Most companies need housing services for their expatriate staff, and many need these services on a regular basis. Are you considering outsourcing housing services to a sole agent? Many do. Yet, strangely, this facet of Human Resources is often handled in a haphazard way.
Start out by looking beyond the glossy brochures and charts. Get back to basics and focus on priorities: settled transferees, cost control and integrated outsourced services.
Many agencies market their services as being cost free. Don’t be fooled. A bad choice is always costly. Here’s a brief guide on what to check when assessing a real estate agent to handle your corporate housing needs.
You’d take a closer look before outsourcing the manufacture of a component, right? Well, do the same when assessing a real estate agent who’ll be housing your colleagues. How? The same buzzwords apply, product, price, communication, integration and efficiency. Here are four things you should look at.
It’s not only about the property; it’s about people too. The real estate agent will be helping your transferees with their first steps in Beijing. A transferee bailing out after a month is a traumatic experience for them and an expensive time waster for you.

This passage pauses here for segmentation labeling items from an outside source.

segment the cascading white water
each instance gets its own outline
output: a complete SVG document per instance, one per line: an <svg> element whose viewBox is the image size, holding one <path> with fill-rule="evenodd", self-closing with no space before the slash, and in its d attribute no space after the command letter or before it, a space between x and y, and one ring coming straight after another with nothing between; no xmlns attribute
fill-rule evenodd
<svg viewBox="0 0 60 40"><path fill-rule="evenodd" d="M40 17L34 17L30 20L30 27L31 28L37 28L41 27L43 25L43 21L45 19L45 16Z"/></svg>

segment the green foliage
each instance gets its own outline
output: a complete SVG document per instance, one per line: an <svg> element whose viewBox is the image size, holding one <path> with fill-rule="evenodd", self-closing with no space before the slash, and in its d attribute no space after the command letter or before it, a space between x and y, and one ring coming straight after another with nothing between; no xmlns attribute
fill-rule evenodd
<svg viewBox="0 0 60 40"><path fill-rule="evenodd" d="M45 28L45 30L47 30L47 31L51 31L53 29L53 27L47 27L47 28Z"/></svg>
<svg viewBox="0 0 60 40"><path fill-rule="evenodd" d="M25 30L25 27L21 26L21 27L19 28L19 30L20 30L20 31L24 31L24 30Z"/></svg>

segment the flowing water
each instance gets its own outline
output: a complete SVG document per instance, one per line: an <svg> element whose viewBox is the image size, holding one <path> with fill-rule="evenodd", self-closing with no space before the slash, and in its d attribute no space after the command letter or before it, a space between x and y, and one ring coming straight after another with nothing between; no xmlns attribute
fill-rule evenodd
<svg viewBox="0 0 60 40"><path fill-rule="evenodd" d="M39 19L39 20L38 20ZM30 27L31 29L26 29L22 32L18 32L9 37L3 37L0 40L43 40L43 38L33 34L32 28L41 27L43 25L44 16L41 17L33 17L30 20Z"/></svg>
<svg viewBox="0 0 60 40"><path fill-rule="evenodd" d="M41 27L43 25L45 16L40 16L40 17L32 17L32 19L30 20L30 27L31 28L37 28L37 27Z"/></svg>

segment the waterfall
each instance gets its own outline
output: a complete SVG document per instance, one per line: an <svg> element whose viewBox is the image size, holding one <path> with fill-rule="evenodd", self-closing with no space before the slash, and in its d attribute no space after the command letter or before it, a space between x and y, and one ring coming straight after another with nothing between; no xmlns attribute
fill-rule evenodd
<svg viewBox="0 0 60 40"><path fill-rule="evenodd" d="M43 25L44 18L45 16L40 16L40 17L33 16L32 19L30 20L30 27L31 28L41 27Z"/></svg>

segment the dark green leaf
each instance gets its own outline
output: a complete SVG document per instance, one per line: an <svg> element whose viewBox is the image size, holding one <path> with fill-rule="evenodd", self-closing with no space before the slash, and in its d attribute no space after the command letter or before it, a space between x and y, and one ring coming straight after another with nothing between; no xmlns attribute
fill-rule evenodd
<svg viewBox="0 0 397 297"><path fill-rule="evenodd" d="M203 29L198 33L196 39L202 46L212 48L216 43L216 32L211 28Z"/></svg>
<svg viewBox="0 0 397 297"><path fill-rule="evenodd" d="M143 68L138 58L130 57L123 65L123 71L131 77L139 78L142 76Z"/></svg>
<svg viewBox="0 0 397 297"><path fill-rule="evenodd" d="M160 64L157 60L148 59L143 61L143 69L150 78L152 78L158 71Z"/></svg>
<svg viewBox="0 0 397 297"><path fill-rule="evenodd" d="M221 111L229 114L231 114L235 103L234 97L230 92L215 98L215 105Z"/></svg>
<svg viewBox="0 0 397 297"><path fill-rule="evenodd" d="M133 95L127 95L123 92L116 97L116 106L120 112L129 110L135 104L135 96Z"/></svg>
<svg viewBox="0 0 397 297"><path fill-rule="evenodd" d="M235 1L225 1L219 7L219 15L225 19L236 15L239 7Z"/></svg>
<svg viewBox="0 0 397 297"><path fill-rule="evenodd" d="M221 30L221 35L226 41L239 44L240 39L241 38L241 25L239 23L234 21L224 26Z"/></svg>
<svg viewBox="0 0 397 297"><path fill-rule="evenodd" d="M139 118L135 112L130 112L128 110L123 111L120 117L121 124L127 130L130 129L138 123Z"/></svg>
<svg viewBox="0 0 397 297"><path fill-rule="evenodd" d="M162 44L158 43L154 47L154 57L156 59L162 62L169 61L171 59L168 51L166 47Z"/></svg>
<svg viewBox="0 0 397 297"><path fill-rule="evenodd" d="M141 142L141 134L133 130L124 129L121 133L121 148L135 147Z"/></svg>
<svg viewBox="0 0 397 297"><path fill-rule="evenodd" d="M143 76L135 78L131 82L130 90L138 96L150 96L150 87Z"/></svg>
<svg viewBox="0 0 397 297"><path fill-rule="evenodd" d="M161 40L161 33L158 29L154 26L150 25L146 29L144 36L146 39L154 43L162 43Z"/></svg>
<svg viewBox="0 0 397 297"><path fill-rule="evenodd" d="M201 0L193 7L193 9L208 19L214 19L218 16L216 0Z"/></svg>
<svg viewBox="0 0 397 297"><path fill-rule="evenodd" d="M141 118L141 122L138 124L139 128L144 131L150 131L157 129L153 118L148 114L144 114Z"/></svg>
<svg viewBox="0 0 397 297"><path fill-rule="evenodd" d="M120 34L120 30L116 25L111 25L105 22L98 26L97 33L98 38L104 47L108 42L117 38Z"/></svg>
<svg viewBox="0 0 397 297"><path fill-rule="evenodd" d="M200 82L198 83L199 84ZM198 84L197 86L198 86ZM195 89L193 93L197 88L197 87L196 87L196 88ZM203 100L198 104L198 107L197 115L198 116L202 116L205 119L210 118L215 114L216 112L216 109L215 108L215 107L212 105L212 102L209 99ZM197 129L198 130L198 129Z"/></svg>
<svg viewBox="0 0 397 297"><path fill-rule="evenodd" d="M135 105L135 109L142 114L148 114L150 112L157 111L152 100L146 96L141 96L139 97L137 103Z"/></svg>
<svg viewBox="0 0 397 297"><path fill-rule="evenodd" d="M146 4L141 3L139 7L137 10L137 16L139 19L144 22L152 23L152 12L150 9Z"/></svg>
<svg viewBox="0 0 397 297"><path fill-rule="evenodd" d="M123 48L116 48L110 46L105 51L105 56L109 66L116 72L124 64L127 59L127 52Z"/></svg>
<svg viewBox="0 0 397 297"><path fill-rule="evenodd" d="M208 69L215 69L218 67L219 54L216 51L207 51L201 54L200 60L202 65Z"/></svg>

Take the time to meet the agents who will actually be caring for your transferees. Ensure that they are qualified and, most importantly, bi-lingual. Sipping latte with the agent at Starbucks may make your transferee feel at ease, but if the agent can’t read and write both English and Chinese, you’re getting a raw deal. The ability to communicate with your transferee, negotiate at ease with Chinese landlords and review Chinese and English documents are all essential prerequisites.
Can it tell you what you need to know?
How does it manage and report vital data to your organisation. HR needs to know how your latest transferee’s home search is progressing, while Finance wants prompt and accurate cost reports. The agent is the custodian of your lease portfolio, as such, it should be able to provide accurate and timely information.
And how does the agency see it? The big picture, that is. Does the agency have the ability to advise on housing packages and policies? Your corporation’s housing policy may need to be tweaked to meet local conditions. Can it tailor a shared savings plan or provide market updates?
Fact. The agency with direct contacts to landlords is able to negotiate favourable rents and more solid terms.
If an agency is consistently finding landlords through third parties, you’re probably paying a 10% to 15% premium for their ignorance.
How can you tell? Audit the contents of their property database, not just the interface. How large is their inventory? Is it accurate and well managed? If it isn’t, your agent is probably using a third party to source properties, and you’re paying for the pleasure of it.
Your real estate agent should be your partner in keeping your transferees happy, give you value for money, and work in sync with your organization. You’d be amazed at how many agencies are entrusted on the basis of a slick power point presentation. Take the effort to look beyond the veneer, and you’ll reap the benefits.